Mais il y a aussi d'autres affirmations étonnantes dans votre Déclaration. Vous dites: "La caution morale que l'abbé Pierre représente, l'autorité qu'il a acquise par sa parole et par ses actes engagent l'Eglise de France aux yeux de l'opinion. Elle ne peut pas accepter d'être ainsi compromise."

Je vous avoue que, depuis que je connais l'abbé Pierre, malgré ses mérites incontestables, je ne l'ai jamais confondu ni identifié purement et simplement avec l'Eglise de France et surtout pas avec l'Eglise catholique apostolique romaine, à l'égard de laquelle celui-ci a fait naguère des déclarations peu aimables. J'ai toujours considéré comme malsains ses engagements politiques unilatéraux. Je ne vois pas comment par exemple un disciple authentique du Christ peut être prisonnier de trotskistes. Votre désaveu de l'abbé Pierre n'accablera pas nécessairement les disciples du Christ, mais seulement ceux qui ont érigé celui-ci en idole politico-médiatique et religieux.

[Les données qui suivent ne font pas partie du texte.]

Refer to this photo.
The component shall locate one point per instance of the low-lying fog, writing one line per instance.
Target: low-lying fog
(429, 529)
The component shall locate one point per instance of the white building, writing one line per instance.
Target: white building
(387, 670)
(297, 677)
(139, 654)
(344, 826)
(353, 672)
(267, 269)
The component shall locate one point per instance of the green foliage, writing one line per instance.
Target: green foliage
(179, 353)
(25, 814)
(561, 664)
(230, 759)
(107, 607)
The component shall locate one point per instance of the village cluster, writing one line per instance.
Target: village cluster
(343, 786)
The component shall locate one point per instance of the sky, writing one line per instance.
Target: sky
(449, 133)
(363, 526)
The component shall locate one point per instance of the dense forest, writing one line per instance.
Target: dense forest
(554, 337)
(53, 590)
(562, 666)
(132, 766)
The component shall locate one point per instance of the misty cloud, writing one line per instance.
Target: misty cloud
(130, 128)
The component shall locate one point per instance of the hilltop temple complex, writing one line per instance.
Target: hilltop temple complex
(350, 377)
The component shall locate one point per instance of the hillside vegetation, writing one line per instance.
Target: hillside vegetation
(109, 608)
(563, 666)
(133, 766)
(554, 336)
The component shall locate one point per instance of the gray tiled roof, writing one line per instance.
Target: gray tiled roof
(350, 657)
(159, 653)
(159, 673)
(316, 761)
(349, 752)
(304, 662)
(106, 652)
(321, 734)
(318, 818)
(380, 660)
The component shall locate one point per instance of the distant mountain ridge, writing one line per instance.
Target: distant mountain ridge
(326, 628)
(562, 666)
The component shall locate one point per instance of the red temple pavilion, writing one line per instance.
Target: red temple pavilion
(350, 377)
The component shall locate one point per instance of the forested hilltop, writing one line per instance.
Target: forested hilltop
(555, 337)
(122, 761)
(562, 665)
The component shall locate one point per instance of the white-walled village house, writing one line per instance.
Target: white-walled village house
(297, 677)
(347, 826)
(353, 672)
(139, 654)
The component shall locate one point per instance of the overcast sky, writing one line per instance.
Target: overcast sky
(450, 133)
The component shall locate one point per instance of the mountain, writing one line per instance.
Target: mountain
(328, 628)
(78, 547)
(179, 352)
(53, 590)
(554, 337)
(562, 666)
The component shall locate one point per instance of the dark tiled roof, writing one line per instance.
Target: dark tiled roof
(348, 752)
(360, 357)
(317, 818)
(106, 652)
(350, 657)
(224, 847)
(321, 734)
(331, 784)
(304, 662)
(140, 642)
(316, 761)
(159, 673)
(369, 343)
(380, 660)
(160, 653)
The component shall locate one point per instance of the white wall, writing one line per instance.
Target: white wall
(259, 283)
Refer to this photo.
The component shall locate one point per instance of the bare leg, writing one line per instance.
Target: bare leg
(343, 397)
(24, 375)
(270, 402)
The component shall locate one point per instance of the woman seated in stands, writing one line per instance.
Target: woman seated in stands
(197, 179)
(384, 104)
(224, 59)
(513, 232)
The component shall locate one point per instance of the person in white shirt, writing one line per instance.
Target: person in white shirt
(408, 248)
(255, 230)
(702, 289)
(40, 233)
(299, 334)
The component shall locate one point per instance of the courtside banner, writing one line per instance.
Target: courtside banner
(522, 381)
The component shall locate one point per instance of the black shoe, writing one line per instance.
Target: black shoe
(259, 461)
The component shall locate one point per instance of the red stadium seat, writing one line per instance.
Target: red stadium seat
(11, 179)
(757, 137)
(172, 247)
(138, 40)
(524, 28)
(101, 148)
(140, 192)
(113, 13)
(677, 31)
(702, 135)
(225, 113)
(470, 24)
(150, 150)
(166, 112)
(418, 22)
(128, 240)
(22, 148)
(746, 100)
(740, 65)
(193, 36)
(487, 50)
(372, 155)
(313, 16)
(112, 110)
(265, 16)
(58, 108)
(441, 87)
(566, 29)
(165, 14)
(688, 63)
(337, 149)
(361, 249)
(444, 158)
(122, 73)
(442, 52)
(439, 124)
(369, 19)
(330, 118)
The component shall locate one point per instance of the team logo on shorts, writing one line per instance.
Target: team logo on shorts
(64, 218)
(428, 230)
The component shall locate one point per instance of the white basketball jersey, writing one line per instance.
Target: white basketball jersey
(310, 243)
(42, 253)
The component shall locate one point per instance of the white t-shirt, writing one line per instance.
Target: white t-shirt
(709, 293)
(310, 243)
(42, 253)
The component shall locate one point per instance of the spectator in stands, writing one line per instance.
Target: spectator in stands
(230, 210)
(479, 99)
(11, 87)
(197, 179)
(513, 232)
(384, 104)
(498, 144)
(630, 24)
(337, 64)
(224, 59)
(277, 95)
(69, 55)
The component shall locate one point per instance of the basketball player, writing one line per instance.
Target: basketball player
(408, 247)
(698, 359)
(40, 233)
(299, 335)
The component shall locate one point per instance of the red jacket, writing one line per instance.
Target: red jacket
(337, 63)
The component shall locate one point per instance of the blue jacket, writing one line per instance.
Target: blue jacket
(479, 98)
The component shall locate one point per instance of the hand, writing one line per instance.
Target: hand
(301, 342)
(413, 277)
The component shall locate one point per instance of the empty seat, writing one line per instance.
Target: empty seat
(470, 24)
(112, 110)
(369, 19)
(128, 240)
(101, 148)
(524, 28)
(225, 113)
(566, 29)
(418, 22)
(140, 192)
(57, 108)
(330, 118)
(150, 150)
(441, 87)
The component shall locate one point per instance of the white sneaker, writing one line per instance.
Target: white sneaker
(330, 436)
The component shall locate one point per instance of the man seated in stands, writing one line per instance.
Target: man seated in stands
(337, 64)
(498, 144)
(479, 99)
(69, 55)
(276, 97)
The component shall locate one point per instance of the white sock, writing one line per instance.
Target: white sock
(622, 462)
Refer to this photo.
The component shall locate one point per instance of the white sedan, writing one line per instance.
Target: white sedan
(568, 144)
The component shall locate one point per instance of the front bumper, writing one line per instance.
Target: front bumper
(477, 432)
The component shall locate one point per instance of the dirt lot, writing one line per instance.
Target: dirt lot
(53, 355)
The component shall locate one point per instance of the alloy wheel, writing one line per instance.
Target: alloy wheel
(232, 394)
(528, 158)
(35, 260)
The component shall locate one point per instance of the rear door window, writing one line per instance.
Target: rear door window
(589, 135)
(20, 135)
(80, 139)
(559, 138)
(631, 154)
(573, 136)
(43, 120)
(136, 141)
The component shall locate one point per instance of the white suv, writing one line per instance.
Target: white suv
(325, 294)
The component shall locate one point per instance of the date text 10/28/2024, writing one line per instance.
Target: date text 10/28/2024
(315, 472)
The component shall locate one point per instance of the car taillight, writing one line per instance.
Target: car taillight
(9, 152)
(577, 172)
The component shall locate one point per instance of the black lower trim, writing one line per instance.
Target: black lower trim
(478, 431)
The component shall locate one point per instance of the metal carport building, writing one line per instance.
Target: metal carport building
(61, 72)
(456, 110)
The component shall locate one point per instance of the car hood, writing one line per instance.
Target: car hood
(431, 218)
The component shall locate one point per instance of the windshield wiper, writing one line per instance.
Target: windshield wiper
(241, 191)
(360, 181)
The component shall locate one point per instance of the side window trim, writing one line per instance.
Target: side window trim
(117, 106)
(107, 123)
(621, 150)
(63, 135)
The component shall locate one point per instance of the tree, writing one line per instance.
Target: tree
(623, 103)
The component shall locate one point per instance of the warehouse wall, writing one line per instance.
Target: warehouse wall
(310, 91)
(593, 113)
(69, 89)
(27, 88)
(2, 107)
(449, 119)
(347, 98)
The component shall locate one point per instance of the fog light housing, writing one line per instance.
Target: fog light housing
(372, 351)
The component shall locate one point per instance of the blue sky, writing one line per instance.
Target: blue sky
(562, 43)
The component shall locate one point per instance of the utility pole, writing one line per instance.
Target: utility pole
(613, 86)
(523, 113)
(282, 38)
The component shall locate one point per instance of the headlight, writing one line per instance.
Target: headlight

Le désaveu de l'abbé Pierre et de ceux qui remettent en question l'historicité de la Shoah vous a donné l'occasion de rappeler la "responsabilité de l'Eglise". Vous dites, en effet, que "la recherche doit se poursuivre", ce qui paraît assez paradoxal et surprenant après que vous ayez qualifié comme "indiscutables" les acquis de la recherche historique menée jusqu'ici "par la communauté scientifique internationale". Il ne s'agit évidemment pas dans votre esprit de remettre en cause les 'acquis' par ses recherches ultérieures: celles-ci doivent prendre une orientation toute différente: "L'Eglise elle-même sait -dites-vous- qu'elle doit s'interroger sur ses propres responsabilités. Elle a commencé à le faire. Faut-il rappeler la déclaration toute récente des évêques allemands?"

Avant de discuter le bien-fondé historique de cette question, je me permets d'ouvrir d'abord une parenthèse. Depuis assez longtemps, tous nos médias divulguent le relativisme: elles nous inculquent que 'tout change', qu'il n'y a pas de 'vérité', qu'il n'y a pas d'absolu, que les 'mentalités changent', que les 'moeurs évoluent', bref qu'il n'y a rien d'immuable et rien d'absolument certain. Les mêmes médias nous inculquent aussi qu'il n'y a aucune autorité (sauf bien entendu la leur...). Bref, nos médias propagent le doute universel en inculquant le relativisme universel et le changement perpétuel qui implique évidemment le rejet de toute autorité, de tout 'dogme'. Vous savez aussi que de nos jours, l'historicité de nos Evangiles est battue en brèche partout, même par un journaliste aussi éminent que Jacques Duquesne et cela sous l'influence néfaste et unilatérale de l'historicisme allemand du siècle dernier, réchauffé d'abord par nos théologiens post-conciliaires et, à leur suite, par nos curés de paroisse. Ces gens-là inondent les cerveaux de nos contemporains avec le doute concernant les événements du passé.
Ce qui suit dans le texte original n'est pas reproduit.